Sent from my iPhone 5000 using Tapatalk


----------



## Catfish501 (Dec 1, 2012)

Any idea how much the replacement L E D's are going to cost? Where are these lights manufactured?


----------



## youngdon (Mar 10, 2010)

Welcome to the forum Catfish501.

Sorry i missed your first post, but better late than never.


----------



## mattiep321 (Jan 6, 2013)

I love mine, now I just need to figure out how to call them in.

thank a US Soldier, Sailor, Airman, or Marine - freedom isn't free.


----------



## deadeye0722 (Jan 14, 2013)

I have the KillLight xlr250 looks like the same light. Mine does not have settings just on and off. Price seems right for it though. Might check one out for a scanning light, thanks for the info.


----------



## fr3db3ar (Aug 6, 2011)

I can tell you that these lights can be left in the woods through snow and torrential rain for 13 days and still have a full battery and function perfectly.

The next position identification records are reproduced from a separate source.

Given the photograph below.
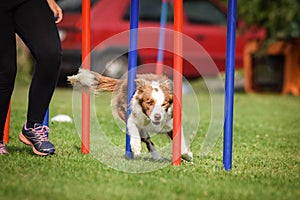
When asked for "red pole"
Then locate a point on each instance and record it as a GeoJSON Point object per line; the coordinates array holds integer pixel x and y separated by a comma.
{"type": "Point", "coordinates": [176, 160]}
{"type": "Point", "coordinates": [6, 127]}
{"type": "Point", "coordinates": [85, 141]}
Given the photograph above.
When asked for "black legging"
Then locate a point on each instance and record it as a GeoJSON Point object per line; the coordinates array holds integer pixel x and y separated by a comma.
{"type": "Point", "coordinates": [33, 21]}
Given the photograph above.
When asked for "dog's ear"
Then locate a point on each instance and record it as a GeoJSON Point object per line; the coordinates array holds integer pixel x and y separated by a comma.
{"type": "Point", "coordinates": [140, 83]}
{"type": "Point", "coordinates": [169, 84]}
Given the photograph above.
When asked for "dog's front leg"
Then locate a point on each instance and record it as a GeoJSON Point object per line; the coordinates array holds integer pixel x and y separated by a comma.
{"type": "Point", "coordinates": [135, 139]}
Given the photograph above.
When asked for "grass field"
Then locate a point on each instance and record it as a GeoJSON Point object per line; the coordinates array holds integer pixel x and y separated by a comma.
{"type": "Point", "coordinates": [266, 157]}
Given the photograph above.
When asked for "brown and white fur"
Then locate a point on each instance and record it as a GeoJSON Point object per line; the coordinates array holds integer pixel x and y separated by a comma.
{"type": "Point", "coordinates": [151, 106]}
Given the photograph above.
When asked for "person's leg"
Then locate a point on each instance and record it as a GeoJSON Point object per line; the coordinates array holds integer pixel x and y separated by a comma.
{"type": "Point", "coordinates": [7, 63]}
{"type": "Point", "coordinates": [36, 26]}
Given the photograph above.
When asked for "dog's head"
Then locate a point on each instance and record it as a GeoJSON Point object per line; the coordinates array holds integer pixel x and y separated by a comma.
{"type": "Point", "coordinates": [155, 98]}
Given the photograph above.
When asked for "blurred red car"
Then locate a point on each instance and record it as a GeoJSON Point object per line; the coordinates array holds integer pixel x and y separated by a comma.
{"type": "Point", "coordinates": [204, 21]}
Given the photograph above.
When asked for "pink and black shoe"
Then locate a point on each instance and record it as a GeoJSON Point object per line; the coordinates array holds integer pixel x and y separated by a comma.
{"type": "Point", "coordinates": [37, 138]}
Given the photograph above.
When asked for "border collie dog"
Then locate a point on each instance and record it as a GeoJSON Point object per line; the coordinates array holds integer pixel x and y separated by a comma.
{"type": "Point", "coordinates": [151, 106]}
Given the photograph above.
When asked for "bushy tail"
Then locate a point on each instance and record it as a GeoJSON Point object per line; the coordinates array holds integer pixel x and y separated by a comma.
{"type": "Point", "coordinates": [92, 81]}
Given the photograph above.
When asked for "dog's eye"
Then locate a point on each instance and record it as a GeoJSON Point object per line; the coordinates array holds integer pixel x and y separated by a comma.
{"type": "Point", "coordinates": [165, 104]}
{"type": "Point", "coordinates": [149, 102]}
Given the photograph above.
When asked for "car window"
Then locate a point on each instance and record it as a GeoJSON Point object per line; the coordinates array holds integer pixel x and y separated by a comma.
{"type": "Point", "coordinates": [150, 10]}
{"type": "Point", "coordinates": [203, 12]}
{"type": "Point", "coordinates": [72, 5]}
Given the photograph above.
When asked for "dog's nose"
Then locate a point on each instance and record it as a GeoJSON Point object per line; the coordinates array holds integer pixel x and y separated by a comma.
{"type": "Point", "coordinates": [157, 117]}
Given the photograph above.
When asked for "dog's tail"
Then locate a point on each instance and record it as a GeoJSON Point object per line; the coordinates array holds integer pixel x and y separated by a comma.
{"type": "Point", "coordinates": [92, 81]}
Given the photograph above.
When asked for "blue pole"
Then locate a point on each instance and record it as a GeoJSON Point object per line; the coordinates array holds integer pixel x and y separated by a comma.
{"type": "Point", "coordinates": [229, 85]}
{"type": "Point", "coordinates": [132, 62]}
{"type": "Point", "coordinates": [161, 43]}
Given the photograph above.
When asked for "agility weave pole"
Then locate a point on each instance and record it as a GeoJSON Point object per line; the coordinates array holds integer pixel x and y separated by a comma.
{"type": "Point", "coordinates": [177, 75]}
{"type": "Point", "coordinates": [85, 140]}
{"type": "Point", "coordinates": [6, 126]}
{"type": "Point", "coordinates": [161, 42]}
{"type": "Point", "coordinates": [229, 85]}
{"type": "Point", "coordinates": [132, 62]}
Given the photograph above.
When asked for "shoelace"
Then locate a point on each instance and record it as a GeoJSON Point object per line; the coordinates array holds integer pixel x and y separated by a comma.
{"type": "Point", "coordinates": [2, 149]}
{"type": "Point", "coordinates": [41, 132]}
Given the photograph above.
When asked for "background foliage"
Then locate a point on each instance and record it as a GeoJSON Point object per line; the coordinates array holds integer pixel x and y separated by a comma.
{"type": "Point", "coordinates": [281, 18]}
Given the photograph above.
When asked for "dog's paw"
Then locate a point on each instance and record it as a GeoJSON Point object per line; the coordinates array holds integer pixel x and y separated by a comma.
{"type": "Point", "coordinates": [136, 146]}
{"type": "Point", "coordinates": [188, 156]}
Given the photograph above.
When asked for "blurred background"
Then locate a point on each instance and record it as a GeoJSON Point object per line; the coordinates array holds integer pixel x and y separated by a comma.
{"type": "Point", "coordinates": [267, 47]}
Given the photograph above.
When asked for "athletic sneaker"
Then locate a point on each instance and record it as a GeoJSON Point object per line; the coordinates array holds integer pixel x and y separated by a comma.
{"type": "Point", "coordinates": [3, 149]}
{"type": "Point", "coordinates": [37, 138]}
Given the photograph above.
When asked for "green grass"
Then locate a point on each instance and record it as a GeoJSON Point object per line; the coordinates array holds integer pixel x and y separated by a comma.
{"type": "Point", "coordinates": [266, 159]}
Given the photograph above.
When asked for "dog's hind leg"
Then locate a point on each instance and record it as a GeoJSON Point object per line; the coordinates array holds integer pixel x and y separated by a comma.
{"type": "Point", "coordinates": [150, 146]}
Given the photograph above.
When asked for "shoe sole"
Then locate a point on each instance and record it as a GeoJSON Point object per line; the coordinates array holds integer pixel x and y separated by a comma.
{"type": "Point", "coordinates": [27, 142]}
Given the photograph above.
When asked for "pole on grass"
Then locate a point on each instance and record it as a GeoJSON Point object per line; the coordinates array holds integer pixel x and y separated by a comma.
{"type": "Point", "coordinates": [229, 85]}
{"type": "Point", "coordinates": [6, 126]}
{"type": "Point", "coordinates": [161, 43]}
{"type": "Point", "coordinates": [176, 147]}
{"type": "Point", "coordinates": [85, 141]}
{"type": "Point", "coordinates": [46, 118]}
{"type": "Point", "coordinates": [132, 62]}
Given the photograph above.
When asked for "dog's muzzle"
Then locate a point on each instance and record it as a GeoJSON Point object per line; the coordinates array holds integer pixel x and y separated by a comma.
{"type": "Point", "coordinates": [157, 115]}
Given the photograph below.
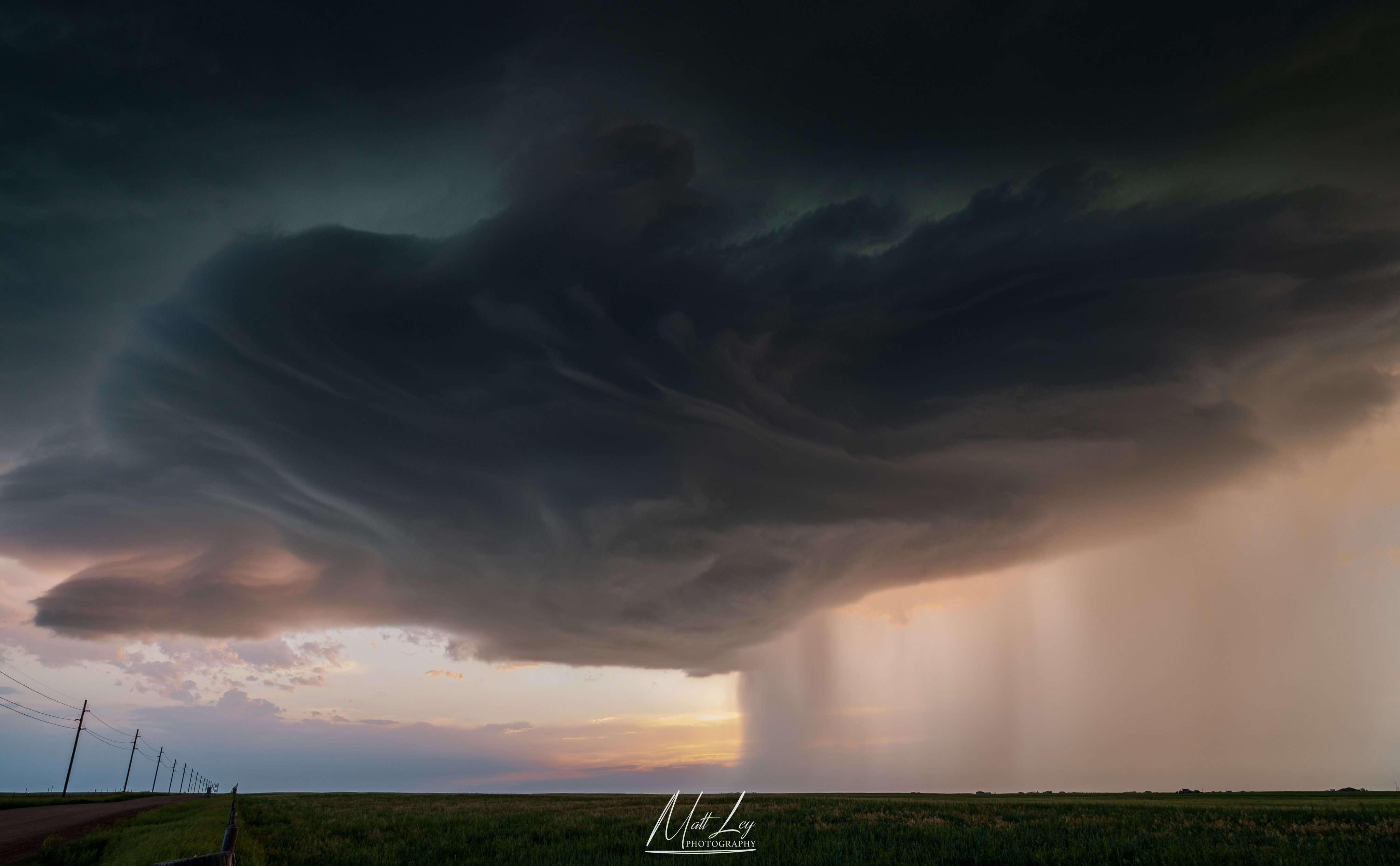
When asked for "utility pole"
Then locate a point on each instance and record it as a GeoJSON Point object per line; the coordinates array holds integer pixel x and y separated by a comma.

Mine was just "misplaced" on a parking spot for just such a situation. I found it again with the rainy snow melt day before yesterday. it was wet on the outside but not on the inside. I turned it on and ran it for 40 minutes in the car while driving before the head even began to get warmer than the outside temp. I turned it off for 10 while in the store then ran it again for another 40 in the car. When I got home I plugged it directly into the charger and it said I still had a full charge. (light on the charger stayed green) I'll vouch for these lights any time.

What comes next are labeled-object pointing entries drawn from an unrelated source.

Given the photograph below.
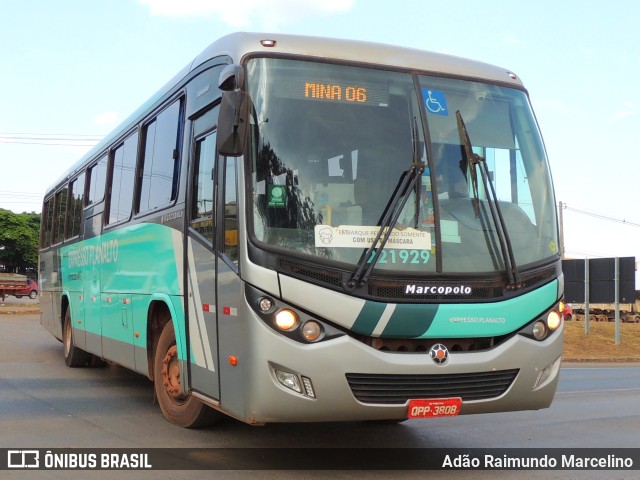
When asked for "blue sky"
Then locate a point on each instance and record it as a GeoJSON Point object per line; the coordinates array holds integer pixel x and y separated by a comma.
{"type": "Point", "coordinates": [74, 68]}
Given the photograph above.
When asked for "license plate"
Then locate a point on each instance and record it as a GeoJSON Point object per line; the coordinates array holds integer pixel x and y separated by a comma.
{"type": "Point", "coordinates": [438, 407]}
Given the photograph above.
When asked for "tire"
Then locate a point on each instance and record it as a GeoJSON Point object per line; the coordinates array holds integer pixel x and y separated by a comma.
{"type": "Point", "coordinates": [182, 410]}
{"type": "Point", "coordinates": [73, 356]}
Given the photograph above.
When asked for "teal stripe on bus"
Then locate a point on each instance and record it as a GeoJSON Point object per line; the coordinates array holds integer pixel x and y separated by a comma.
{"type": "Point", "coordinates": [368, 317]}
{"type": "Point", "coordinates": [410, 320]}
{"type": "Point", "coordinates": [457, 320]}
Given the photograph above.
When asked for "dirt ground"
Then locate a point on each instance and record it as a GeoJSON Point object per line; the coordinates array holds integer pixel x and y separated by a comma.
{"type": "Point", "coordinates": [600, 344]}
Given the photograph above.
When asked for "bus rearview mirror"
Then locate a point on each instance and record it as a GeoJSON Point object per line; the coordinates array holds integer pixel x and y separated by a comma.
{"type": "Point", "coordinates": [233, 123]}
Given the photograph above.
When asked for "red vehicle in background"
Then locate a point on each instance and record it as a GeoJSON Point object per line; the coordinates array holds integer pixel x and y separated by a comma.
{"type": "Point", "coordinates": [30, 290]}
{"type": "Point", "coordinates": [567, 312]}
{"type": "Point", "coordinates": [17, 285]}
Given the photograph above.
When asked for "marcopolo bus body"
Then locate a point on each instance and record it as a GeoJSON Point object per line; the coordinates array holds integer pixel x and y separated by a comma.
{"type": "Point", "coordinates": [304, 229]}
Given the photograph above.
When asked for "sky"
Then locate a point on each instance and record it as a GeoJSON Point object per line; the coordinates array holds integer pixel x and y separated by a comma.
{"type": "Point", "coordinates": [71, 70]}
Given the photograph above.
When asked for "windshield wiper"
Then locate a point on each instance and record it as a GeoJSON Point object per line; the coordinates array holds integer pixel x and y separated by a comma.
{"type": "Point", "coordinates": [406, 183]}
{"type": "Point", "coordinates": [506, 246]}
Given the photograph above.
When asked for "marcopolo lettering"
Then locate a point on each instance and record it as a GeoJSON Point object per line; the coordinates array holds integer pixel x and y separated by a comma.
{"type": "Point", "coordinates": [413, 289]}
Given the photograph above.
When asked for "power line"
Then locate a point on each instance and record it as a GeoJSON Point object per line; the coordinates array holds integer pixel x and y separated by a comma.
{"type": "Point", "coordinates": [599, 215]}
{"type": "Point", "coordinates": [55, 139]}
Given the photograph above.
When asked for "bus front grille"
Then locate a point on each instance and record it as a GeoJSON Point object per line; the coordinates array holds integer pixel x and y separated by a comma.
{"type": "Point", "coordinates": [398, 389]}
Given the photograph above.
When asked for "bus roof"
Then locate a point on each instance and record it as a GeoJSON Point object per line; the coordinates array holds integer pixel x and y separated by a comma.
{"type": "Point", "coordinates": [237, 45]}
{"type": "Point", "coordinates": [240, 44]}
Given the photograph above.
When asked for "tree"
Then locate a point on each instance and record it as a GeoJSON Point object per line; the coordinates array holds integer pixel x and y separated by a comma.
{"type": "Point", "coordinates": [19, 234]}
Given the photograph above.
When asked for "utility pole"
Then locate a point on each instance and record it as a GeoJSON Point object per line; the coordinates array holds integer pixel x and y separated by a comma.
{"type": "Point", "coordinates": [561, 207]}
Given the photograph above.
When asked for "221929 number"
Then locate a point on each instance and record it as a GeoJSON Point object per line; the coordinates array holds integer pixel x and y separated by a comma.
{"type": "Point", "coordinates": [401, 256]}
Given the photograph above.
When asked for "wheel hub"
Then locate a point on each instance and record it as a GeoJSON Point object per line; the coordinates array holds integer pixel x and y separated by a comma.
{"type": "Point", "coordinates": [171, 373]}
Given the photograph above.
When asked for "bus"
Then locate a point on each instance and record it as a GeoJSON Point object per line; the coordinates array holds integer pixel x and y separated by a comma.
{"type": "Point", "coordinates": [299, 229]}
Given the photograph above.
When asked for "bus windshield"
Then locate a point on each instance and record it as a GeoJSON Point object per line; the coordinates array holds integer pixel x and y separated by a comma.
{"type": "Point", "coordinates": [331, 144]}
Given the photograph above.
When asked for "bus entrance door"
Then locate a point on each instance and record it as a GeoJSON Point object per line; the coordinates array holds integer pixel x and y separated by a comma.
{"type": "Point", "coordinates": [201, 267]}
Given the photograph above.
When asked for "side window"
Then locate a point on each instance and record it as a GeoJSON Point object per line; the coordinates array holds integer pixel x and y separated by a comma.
{"type": "Point", "coordinates": [203, 199]}
{"type": "Point", "coordinates": [47, 225]}
{"type": "Point", "coordinates": [123, 165]}
{"type": "Point", "coordinates": [76, 203]}
{"type": "Point", "coordinates": [97, 179]}
{"type": "Point", "coordinates": [230, 210]}
{"type": "Point", "coordinates": [159, 184]}
{"type": "Point", "coordinates": [60, 212]}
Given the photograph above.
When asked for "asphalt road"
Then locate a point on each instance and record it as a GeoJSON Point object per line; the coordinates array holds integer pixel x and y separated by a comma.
{"type": "Point", "coordinates": [44, 404]}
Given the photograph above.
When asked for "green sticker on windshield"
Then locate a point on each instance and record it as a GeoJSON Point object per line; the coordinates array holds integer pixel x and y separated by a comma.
{"type": "Point", "coordinates": [277, 196]}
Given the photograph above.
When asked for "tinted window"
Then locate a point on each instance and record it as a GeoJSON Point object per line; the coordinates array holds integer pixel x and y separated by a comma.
{"type": "Point", "coordinates": [75, 207]}
{"type": "Point", "coordinates": [202, 207]}
{"type": "Point", "coordinates": [230, 210]}
{"type": "Point", "coordinates": [61, 210]}
{"type": "Point", "coordinates": [47, 223]}
{"type": "Point", "coordinates": [97, 180]}
{"type": "Point", "coordinates": [160, 164]}
{"type": "Point", "coordinates": [124, 165]}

I've compared them side by side with the VLR1 and they are virtually the same. The VLR1 comes with a slightly higher amp battery. I think it's 2600 where the C4P battery is 2400. Other than that, no real difference that I can see. I haven't had a chance to put them sided by side with the XLR yet.


----------



## jawbreaker (Oct 30, 2012)

I have a C4P light and have used many other lights and the C4P is the one I grab when I go night hunting, for the money it is the best thing out there.


----------